I was grateful for two examples of human gullibility, excavated and woven into the narrative, that I should have framed: “Operation Mindfuck,” the thought experiment that placed a fake letter in “Playboy” magazine about the conspiracy theory of the Illuminati, because an 18th century Austrian society being in charge of the world today was supposed to be transparently a silly thing to believe; and that the imagery of the Ku Klux Klan was not only a fictional creation from the novel on which the film “Birth of a Nation” (1915) was based, but that the novels of Sir Walter Scott that inspired that imagery was itself fictional.   

 

It is hard to expect a documentary series to provide answers for how we should get out of the hole that has been described, but “Can’t Get You Out of My Head” makes clear that whatever comes next, especially after the catastrophe of Covid-19, will be something we have to think about, and whether individualism is something stays or melts back into society, we may have more reason to be confident about making those decisions than we thought. 

 

The series is a towering achievement for Adam Curtis, not least because of its size and ambition, but also because it feels like the climax of the stories he has told across the last three decades.
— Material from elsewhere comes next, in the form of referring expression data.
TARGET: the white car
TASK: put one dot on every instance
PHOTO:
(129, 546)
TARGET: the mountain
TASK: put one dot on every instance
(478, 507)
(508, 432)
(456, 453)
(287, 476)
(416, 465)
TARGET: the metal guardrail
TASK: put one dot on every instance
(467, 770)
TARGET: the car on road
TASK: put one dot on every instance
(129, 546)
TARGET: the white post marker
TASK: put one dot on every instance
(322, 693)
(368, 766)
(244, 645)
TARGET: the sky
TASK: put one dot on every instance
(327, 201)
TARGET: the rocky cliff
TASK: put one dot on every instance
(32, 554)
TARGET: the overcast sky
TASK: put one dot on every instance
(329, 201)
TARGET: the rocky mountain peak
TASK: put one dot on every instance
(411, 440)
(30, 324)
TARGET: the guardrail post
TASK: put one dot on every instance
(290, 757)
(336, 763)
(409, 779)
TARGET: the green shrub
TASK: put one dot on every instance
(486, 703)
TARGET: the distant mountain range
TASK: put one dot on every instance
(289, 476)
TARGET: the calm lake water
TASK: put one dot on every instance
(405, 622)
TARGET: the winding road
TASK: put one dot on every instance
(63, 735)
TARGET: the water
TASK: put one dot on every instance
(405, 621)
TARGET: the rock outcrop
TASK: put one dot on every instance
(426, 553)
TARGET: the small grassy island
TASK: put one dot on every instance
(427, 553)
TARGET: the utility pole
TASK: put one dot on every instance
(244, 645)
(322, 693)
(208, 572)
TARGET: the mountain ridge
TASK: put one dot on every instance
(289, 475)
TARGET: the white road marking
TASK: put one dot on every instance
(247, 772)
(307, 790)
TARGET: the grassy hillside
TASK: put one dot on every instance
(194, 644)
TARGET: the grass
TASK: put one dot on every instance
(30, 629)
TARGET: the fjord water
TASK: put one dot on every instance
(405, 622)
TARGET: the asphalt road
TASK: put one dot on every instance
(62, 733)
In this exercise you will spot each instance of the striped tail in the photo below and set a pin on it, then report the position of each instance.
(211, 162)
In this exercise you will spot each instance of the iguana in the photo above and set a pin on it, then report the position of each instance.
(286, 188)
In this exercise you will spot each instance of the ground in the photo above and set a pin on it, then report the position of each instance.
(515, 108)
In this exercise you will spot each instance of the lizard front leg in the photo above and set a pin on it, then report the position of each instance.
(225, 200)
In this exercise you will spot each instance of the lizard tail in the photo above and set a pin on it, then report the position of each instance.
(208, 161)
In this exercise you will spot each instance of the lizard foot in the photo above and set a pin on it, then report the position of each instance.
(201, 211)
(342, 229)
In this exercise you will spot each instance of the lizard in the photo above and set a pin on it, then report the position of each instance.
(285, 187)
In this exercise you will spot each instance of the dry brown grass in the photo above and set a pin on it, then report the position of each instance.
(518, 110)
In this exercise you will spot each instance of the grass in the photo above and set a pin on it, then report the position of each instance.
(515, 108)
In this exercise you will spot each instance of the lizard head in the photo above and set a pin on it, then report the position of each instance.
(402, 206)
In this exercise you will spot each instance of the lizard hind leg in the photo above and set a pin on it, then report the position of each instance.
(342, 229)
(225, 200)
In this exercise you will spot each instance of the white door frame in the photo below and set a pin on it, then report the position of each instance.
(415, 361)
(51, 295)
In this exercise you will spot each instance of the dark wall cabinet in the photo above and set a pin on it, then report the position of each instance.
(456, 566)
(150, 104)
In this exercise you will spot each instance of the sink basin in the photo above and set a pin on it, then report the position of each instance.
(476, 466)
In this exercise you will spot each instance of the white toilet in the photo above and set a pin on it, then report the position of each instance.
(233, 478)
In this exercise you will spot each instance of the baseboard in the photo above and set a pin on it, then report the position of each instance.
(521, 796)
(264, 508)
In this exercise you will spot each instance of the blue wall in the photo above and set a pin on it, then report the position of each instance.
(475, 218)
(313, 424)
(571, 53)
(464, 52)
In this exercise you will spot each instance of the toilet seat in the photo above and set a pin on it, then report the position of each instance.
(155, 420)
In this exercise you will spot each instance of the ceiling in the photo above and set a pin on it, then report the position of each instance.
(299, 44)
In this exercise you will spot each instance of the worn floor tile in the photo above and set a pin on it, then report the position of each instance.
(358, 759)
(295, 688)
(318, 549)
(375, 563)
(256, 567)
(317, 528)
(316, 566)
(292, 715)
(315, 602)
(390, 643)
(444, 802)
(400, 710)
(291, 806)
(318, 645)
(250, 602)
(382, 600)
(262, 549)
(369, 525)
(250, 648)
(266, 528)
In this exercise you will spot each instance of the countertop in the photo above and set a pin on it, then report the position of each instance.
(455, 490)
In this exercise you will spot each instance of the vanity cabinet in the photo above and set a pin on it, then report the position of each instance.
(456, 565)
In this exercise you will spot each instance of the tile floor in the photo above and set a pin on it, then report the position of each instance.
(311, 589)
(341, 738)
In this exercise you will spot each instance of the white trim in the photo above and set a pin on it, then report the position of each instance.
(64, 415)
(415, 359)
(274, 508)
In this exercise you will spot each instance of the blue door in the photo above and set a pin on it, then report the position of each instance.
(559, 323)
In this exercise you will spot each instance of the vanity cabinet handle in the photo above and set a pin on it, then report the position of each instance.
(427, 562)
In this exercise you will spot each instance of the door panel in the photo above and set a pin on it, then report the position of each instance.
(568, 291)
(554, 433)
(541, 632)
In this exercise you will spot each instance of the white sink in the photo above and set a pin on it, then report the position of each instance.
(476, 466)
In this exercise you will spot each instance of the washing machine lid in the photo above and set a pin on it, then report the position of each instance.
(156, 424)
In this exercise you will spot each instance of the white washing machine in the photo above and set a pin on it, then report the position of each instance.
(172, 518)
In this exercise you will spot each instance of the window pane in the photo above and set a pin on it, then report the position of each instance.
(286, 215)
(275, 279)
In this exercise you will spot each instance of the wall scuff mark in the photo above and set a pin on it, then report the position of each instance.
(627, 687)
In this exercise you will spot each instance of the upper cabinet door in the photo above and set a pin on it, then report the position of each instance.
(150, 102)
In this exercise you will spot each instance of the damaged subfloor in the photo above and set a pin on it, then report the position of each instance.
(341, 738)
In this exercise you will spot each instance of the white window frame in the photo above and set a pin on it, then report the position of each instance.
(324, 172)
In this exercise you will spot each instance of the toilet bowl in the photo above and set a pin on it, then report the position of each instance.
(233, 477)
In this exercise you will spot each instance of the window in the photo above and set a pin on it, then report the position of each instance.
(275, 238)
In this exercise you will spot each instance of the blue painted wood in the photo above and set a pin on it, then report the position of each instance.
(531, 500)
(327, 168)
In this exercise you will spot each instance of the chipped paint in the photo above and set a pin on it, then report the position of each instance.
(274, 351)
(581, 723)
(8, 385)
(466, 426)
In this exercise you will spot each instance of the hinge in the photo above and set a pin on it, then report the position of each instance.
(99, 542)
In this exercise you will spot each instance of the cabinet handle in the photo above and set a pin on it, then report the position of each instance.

It is also telling that BBC Three, the online channel for which the series was nominally made, has been chosen to return as a regular over-the-air TV channel from January 2022, as if the stories told for it need to be seen as widely as possible. I suspect Curtis is already looking for what that next story will be.

 

The series ends with the line chosen to begin it, written in Curtis’s customary bold Arial font, from the anthropologist David Graeber, from his book “The Utopia of Rules: On Technology, Stupidity, and the Secret Joys of Bureaucracy”: “the ultimate, hidden truth of the world is that it is something we make, and could just as easily make differently.” I have a copy of that book, so I should perhaps read it again.